Выставка Василия Болдырева открылась в галерее "Всекохудожник"
Когда идешь на выставку архитектора, ожидаешь увидеть рисунки старинных зданий, либо эскизы будущих проектов, либо графику, ведущую диалог с русским авангардом, итальянскими палладианцами или, например, архитектурным наследием Василия Баженова или Николая Львова. Выставка томского архитектора Василия Болдырева (1941-2003), чье наследие впервые показывает в Москве галерея "Всекохудожник", эти ожидания опрокидывает. Его работы - живописная абстракция, словно продолжающая линию символистов начала ХХ века, от Врубеля до Скрябина и Чюрлениса.
Но для самого Василия Федоровича Болдырева его живопись - диалог прежде всего с космосом и музыкой. Космос для него - это не фэнтези "Звездных войн", не триумф человечества, делающего первые шаги на поверхности Луны, даже не первый "Спутник". Хотя не надо быть визионером, чтобы догадаться, что для шестидесятника, чья юность пришлась на эпоху первых космических полетов, интерес к теме, наверное, обусловлен и временем. Но не технический поворот главный для него в живописи. Космос его интересовал как тайна связи пространства и времени, как поиск смысла и тайны творчества. Начиная с серии, посвященной Тунгусскому метеориту, продолжая воронками, упругими смерчами звездных спиралей, возникающих на мокрых ватманских листах, Болдырев создавал образ вселенной как пульсирующего, меняющегося, сияющего многоцветного пространства, почти живого, энергия которого физически ощутима.
Визионерский характер этих образов был основан на серьезных знаниях.
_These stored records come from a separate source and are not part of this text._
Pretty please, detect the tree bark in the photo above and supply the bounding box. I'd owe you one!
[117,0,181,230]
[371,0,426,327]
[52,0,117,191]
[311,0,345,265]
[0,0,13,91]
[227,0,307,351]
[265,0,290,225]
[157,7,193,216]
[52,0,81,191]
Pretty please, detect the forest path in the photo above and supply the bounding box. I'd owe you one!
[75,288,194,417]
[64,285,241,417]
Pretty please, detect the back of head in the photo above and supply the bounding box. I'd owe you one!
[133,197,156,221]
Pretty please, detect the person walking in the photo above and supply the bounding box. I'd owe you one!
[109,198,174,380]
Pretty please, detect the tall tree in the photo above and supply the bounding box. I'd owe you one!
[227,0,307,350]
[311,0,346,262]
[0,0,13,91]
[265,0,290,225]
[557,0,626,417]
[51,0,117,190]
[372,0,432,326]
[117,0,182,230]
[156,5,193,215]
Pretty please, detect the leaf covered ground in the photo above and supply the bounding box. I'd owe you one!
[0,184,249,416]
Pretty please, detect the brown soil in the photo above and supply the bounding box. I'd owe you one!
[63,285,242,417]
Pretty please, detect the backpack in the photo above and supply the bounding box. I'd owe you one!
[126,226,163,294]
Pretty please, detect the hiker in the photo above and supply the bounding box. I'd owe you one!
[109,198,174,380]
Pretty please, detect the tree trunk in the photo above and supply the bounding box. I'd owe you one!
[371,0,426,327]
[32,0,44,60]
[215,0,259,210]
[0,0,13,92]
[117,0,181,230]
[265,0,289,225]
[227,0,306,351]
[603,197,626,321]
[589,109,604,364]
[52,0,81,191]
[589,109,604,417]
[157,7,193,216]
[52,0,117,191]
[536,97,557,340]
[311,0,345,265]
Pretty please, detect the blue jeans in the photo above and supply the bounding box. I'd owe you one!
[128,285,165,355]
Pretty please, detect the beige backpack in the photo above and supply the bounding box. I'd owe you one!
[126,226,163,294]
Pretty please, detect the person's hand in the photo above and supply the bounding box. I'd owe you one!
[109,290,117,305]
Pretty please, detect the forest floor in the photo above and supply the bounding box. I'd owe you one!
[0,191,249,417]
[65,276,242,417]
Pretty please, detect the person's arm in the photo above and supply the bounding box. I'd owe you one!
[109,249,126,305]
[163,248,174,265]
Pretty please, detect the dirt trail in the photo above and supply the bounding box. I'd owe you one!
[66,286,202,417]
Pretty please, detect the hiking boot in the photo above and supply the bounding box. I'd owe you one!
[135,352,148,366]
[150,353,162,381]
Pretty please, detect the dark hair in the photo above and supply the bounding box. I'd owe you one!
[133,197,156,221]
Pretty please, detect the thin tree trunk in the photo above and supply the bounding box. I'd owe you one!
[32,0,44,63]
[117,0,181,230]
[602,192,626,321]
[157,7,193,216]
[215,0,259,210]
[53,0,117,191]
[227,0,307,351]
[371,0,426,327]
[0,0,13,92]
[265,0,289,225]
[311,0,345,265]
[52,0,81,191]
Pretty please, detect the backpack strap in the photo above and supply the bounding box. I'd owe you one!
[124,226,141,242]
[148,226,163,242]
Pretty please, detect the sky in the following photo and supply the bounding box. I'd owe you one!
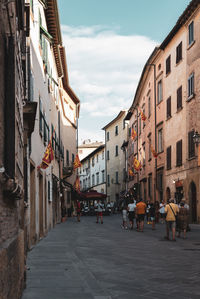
[58,0,190,144]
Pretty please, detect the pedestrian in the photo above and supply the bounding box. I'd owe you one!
[149,203,156,230]
[128,199,136,229]
[165,199,179,241]
[136,199,147,232]
[177,201,189,239]
[122,203,128,229]
[96,200,103,224]
[159,201,165,224]
[76,200,81,222]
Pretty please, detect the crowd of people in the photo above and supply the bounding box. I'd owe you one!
[121,199,189,241]
[76,197,189,241]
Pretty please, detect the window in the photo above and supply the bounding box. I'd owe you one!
[107,151,110,160]
[29,72,34,102]
[101,170,105,183]
[106,132,110,141]
[157,80,162,104]
[142,143,146,166]
[96,172,99,185]
[107,174,110,187]
[149,137,152,161]
[39,99,43,136]
[148,97,151,117]
[115,126,118,136]
[166,55,171,75]
[177,86,182,110]
[115,171,119,184]
[176,140,182,166]
[66,150,69,166]
[176,42,182,63]
[188,73,194,98]
[148,174,152,199]
[158,129,163,153]
[167,146,172,170]
[139,116,141,135]
[188,131,195,158]
[115,145,118,156]
[167,97,172,119]
[188,21,194,45]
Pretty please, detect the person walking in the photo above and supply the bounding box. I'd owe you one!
[165,199,179,241]
[136,199,147,232]
[128,199,136,229]
[96,200,103,224]
[177,201,189,239]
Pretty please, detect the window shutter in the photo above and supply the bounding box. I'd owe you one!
[167,97,171,118]
[177,86,182,110]
[167,146,171,170]
[188,131,195,158]
[176,140,182,166]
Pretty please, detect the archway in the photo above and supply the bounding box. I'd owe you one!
[166,187,171,201]
[189,182,197,223]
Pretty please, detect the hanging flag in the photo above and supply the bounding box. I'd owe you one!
[74,175,80,192]
[140,111,147,121]
[37,140,54,170]
[151,145,158,158]
[128,169,134,176]
[74,155,81,170]
[131,128,137,140]
[198,144,200,166]
[133,158,142,171]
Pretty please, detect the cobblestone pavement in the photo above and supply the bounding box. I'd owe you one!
[22,215,200,299]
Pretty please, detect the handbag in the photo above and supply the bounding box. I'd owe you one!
[169,203,178,222]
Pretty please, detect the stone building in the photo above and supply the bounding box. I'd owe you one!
[126,0,200,222]
[79,144,106,194]
[103,110,128,203]
[0,0,80,299]
[0,0,34,299]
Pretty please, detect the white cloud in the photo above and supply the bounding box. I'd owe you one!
[62,26,157,142]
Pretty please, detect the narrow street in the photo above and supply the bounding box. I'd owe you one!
[22,215,200,299]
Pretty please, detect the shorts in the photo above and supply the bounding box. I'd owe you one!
[128,212,135,221]
[166,221,176,229]
[137,214,145,222]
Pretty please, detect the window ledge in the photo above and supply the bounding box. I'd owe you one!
[166,115,172,121]
[186,93,195,102]
[156,99,163,106]
[187,40,195,50]
[176,106,183,113]
[175,57,183,67]
[165,70,171,78]
[188,156,196,161]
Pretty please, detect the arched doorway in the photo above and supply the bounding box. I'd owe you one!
[189,182,197,223]
[166,187,171,201]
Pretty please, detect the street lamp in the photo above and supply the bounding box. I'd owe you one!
[192,131,200,145]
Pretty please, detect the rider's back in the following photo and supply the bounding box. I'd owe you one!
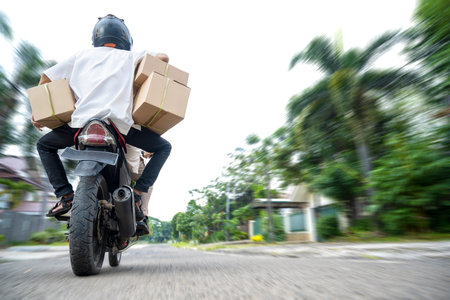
[45,47,145,134]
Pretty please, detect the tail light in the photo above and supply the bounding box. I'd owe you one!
[78,121,116,146]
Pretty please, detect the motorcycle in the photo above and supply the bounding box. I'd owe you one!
[58,119,140,276]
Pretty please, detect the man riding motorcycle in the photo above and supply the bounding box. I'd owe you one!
[31,14,171,234]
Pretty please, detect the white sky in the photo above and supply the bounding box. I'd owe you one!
[0,0,416,221]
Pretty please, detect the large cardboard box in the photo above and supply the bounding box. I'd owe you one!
[133,72,191,134]
[134,54,189,88]
[27,79,75,129]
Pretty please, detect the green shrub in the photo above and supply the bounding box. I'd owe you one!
[350,218,374,231]
[31,228,66,244]
[317,216,341,240]
[381,208,429,235]
[251,234,264,242]
[231,230,248,241]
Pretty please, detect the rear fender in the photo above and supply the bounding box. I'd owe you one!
[75,160,106,176]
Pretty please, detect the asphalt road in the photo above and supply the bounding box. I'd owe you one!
[0,245,450,300]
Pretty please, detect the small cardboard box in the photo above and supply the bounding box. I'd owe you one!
[27,79,75,129]
[133,72,191,135]
[134,54,189,87]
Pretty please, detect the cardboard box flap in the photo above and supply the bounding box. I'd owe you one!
[27,79,75,129]
[134,54,189,87]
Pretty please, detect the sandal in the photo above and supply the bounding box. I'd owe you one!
[46,194,73,217]
[134,192,144,221]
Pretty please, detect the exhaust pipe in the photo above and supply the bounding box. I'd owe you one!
[113,185,136,241]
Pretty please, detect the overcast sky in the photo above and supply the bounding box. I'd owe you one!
[0,0,416,221]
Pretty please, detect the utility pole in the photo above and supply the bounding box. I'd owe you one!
[265,168,274,242]
[225,184,230,242]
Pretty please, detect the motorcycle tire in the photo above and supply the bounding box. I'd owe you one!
[69,174,108,276]
[108,252,122,267]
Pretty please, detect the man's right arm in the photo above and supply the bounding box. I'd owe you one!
[31,73,52,131]
[39,73,52,85]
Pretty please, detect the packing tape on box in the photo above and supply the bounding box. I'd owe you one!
[44,83,64,124]
[146,77,170,129]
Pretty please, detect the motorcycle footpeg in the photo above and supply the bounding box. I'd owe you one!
[54,216,70,222]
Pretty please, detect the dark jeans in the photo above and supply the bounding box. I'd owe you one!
[37,125,172,197]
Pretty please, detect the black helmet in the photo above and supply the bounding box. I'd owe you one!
[92,14,133,50]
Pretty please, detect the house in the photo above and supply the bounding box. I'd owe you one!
[249,184,347,242]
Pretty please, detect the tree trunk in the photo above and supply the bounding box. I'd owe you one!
[347,198,357,226]
[355,129,374,199]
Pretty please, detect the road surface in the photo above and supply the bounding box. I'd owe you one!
[0,244,450,300]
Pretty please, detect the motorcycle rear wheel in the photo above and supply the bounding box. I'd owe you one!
[69,174,108,276]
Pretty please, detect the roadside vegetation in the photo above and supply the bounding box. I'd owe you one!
[171,0,450,243]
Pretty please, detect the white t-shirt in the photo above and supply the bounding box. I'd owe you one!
[44,47,146,134]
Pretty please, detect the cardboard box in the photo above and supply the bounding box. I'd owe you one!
[133,72,191,134]
[27,79,75,129]
[134,54,189,87]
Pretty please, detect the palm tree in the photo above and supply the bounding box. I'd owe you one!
[288,32,416,197]
[0,12,54,155]
[0,12,17,153]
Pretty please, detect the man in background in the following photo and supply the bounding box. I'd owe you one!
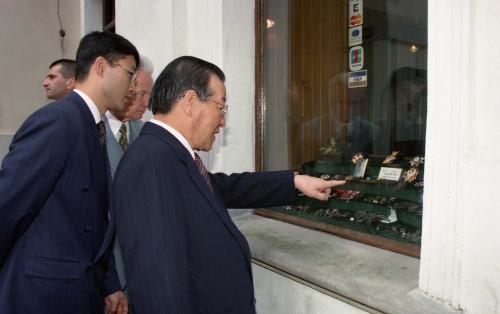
[112,56,345,314]
[103,56,153,175]
[103,56,153,313]
[43,59,76,100]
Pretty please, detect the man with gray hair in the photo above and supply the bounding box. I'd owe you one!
[43,59,76,100]
[103,56,153,313]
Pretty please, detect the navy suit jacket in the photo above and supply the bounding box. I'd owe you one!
[102,116,144,176]
[0,92,119,314]
[113,122,296,314]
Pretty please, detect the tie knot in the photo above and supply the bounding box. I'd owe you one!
[118,122,128,151]
[97,120,106,156]
[97,120,106,137]
[194,153,214,192]
[120,123,127,133]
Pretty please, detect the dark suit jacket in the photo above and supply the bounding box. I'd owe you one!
[102,116,144,304]
[0,92,119,314]
[113,122,296,314]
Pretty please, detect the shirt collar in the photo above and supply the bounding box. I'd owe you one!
[73,88,102,124]
[149,118,194,159]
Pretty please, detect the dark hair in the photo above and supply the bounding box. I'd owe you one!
[149,56,226,114]
[49,59,76,78]
[75,31,140,82]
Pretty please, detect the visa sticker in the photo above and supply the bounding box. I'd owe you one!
[349,26,363,47]
[349,46,365,71]
[347,70,368,88]
[349,0,363,27]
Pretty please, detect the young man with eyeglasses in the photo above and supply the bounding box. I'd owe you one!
[0,32,139,314]
[43,59,76,100]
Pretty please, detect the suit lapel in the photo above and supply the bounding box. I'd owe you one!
[102,116,123,176]
[142,122,250,259]
[128,120,144,144]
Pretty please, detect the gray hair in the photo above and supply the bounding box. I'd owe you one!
[138,55,154,75]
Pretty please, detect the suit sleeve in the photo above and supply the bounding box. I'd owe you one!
[0,109,69,266]
[113,147,193,313]
[211,171,297,208]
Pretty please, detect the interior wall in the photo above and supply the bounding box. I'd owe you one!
[0,0,80,160]
[116,0,255,172]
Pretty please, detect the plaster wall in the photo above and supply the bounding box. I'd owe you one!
[0,0,80,160]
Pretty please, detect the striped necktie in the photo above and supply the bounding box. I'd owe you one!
[194,153,214,193]
[118,122,128,151]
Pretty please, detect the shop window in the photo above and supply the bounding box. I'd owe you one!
[256,0,427,256]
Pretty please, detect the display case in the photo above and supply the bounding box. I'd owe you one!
[258,152,424,257]
[255,0,428,256]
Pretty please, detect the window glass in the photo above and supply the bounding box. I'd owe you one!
[258,0,427,255]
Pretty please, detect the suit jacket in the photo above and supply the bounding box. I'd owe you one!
[113,122,296,314]
[102,116,144,176]
[0,92,119,314]
[102,116,144,300]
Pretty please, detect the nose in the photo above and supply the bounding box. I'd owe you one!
[219,115,226,128]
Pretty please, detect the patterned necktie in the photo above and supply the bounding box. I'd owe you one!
[118,122,128,151]
[194,153,214,193]
[97,120,106,157]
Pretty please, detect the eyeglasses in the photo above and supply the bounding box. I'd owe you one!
[207,99,228,115]
[108,60,137,81]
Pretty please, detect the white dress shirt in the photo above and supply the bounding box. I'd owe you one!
[149,119,194,159]
[105,111,130,142]
[73,88,102,124]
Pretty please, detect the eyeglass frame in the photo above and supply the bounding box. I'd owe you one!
[177,94,229,116]
[106,59,137,82]
[206,98,228,116]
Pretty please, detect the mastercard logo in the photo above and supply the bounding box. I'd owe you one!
[349,14,363,26]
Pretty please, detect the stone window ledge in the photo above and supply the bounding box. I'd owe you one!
[233,214,460,314]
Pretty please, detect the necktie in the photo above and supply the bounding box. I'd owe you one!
[118,123,128,151]
[194,153,214,192]
[97,120,106,157]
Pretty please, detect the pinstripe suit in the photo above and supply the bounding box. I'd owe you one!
[103,116,144,304]
[0,92,119,314]
[113,122,296,314]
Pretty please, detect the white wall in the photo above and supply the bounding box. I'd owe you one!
[0,0,80,160]
[116,0,500,313]
[252,264,368,314]
[116,0,255,172]
[419,0,500,313]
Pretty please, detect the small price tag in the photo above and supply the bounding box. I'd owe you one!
[378,167,403,181]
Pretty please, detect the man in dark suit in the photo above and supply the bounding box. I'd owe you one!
[113,57,344,314]
[103,56,153,306]
[0,32,139,314]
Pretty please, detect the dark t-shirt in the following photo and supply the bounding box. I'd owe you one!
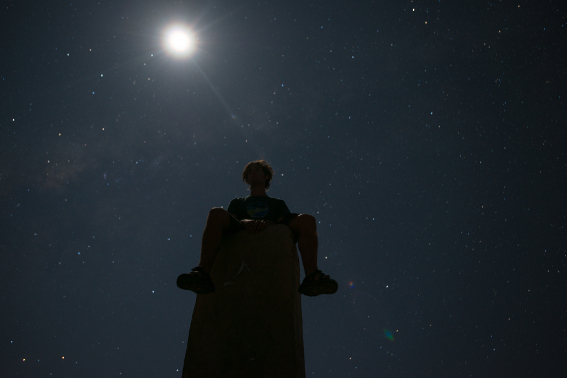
[227,196,290,222]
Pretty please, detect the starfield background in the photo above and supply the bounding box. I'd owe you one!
[0,0,567,377]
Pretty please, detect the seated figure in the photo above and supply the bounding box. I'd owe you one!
[177,160,338,297]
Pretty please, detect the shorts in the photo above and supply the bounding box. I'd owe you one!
[224,213,299,239]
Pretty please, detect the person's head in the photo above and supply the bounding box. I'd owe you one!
[242,160,274,190]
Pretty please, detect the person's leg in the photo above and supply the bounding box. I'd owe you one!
[199,207,232,274]
[287,214,319,276]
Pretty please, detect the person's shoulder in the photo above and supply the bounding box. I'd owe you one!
[270,197,285,203]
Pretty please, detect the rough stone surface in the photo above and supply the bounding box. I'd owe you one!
[183,225,305,378]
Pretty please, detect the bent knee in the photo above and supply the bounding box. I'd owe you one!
[209,207,229,221]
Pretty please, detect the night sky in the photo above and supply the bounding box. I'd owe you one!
[0,0,567,377]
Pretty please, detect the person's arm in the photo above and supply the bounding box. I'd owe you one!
[276,200,291,223]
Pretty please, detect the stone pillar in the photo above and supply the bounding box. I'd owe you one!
[183,225,305,378]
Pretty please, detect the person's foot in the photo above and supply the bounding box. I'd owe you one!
[297,270,339,297]
[177,266,215,294]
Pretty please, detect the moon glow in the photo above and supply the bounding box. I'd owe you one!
[165,26,195,57]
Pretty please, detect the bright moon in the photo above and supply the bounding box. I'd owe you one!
[165,26,195,57]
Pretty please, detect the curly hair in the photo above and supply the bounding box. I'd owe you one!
[242,160,274,189]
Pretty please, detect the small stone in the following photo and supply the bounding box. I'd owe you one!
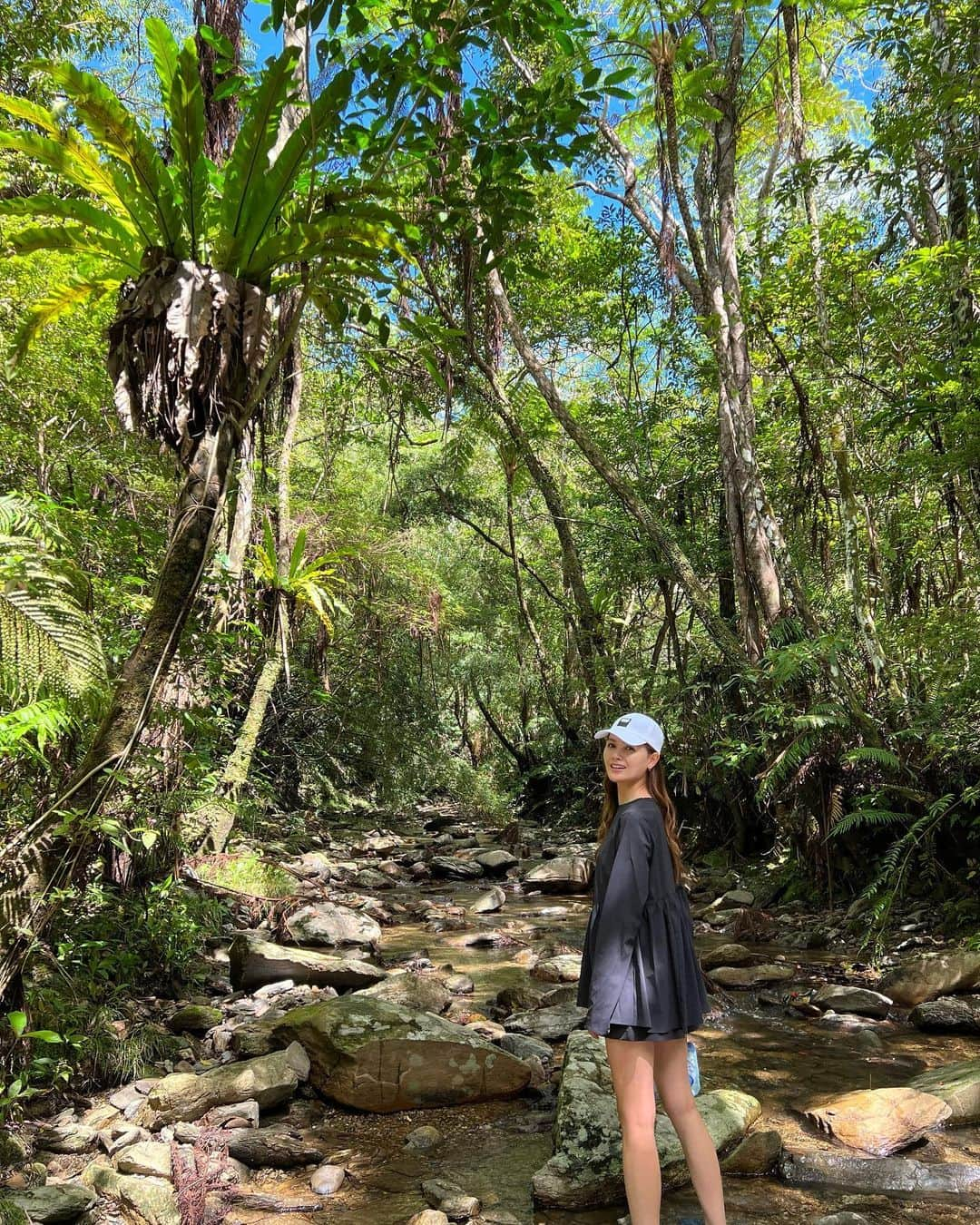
[310,1165,347,1196]
[405,1123,442,1152]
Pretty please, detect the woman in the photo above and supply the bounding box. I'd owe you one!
[577,711,725,1225]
Болдырев, будучи архитектором, а не астрономом, тем не менее серьезно изучал труды физиков о строении вселенной. Студенты и аспиранты Болдырева в Томском инженерно-строительном институте, где Василий Федорович преподавал архитектурное проектирование и градостроительство, вспоминали, как вне стен института, на домашних посиделках или рыбалке, завораживали его рассказы о звездах, вселенной, галактиках, поэтах... Как ни странно, об этом сибиряке, выросшем в бедной крестьянской семье, где было одиннадцать детей, можно было бы сказать словами фильма Константина Бронзита: "Он не может жить без космоса".
Как и для космистов, для Болдырева живопись была медиумом, соединявшим научные идеи и визионерство
Можно, наверное, попытаться найти параллели между профессиональной сферой интересов архитектора-градостроителя (а Болдырев был человеком очень известным в среде сибирских коллег!) и живописными сериями, посвященными космосу. В конце концов, и города, и вселенная - это "архитектура больших пространств", хоть и принципиально разного масштаба. Но для меня неожиданнее оказалась перекличка работ Василия Болдырева с живописью и графикой группы "Амаравелла". Эта группа художников-космистов, чья первая "Выставка пяти" в Музее изобразительных искусств (теперь - ГМИИ им. А.С. Пушкина) в 1923 году, положившая начало объединению "Амаравелла", практически забыта. Наиболее известен из них Борис Смирнов-Русецкий, который переписывался с Кандинским, общался с Николаем Рерихом. Судьба художников "Амаравеллы" сложилась непросто: возможно, им не простили участие в выставках в Нью-Йорке и Чикаго в 1927-1928 годах. Но в 1930-м была арестована и выслана Вера Пшесецкая, она умерла в Архангельской области, почти все ее работы утрачены. Тогда же ненадолго был арестован Александр Сардан, после чего, оставив живопись, занялся научно-популярным кино. Сергей Шиголев, ушедший в ополчение в 1941-м и попавший в окружение, выйдя из него, был арестован в 1942-м. После этого судьба его неизвестна. Петр Фатеев минимизировал свои контакты с властью в 1930-1940-е, начинает выставляться только в 1966-м, когда была его выставка, в частности, в Пулковской обсерватории. О творчестве художников "Амаравеллы" напомнила выставка "Мы храним наши белые сны", которую в 2020 году сделал музей современного искусства "Гараж".
Вопрос, знал ли Василий Федорович Болдырев о наследии космистов "Амаравеллы", были ли ему близки идеи о четвертом измерении Петра Успенского и о ноосфере Вернадского, остается открытым. Но очевидны параллели образов его картин с живописью и графикой Александра Сардана, Петра Фатеева... С космистами Болдырева объединяет и страстная любовь к музыке. В его семье все пели - отец был церковным певчим (пока в начале 1930-х церковь в селе не разрушили), любую песню мог разложить на три-четыре голоса. Пели, по воспоминаниям Болдырева, всегда, в том числе, чтобы заглушить чувство голода. Общее с космистами у Болдырева и то, что для него тоже живопись становилась тем медиумом, который позволял соединять научные идеи и визионерство.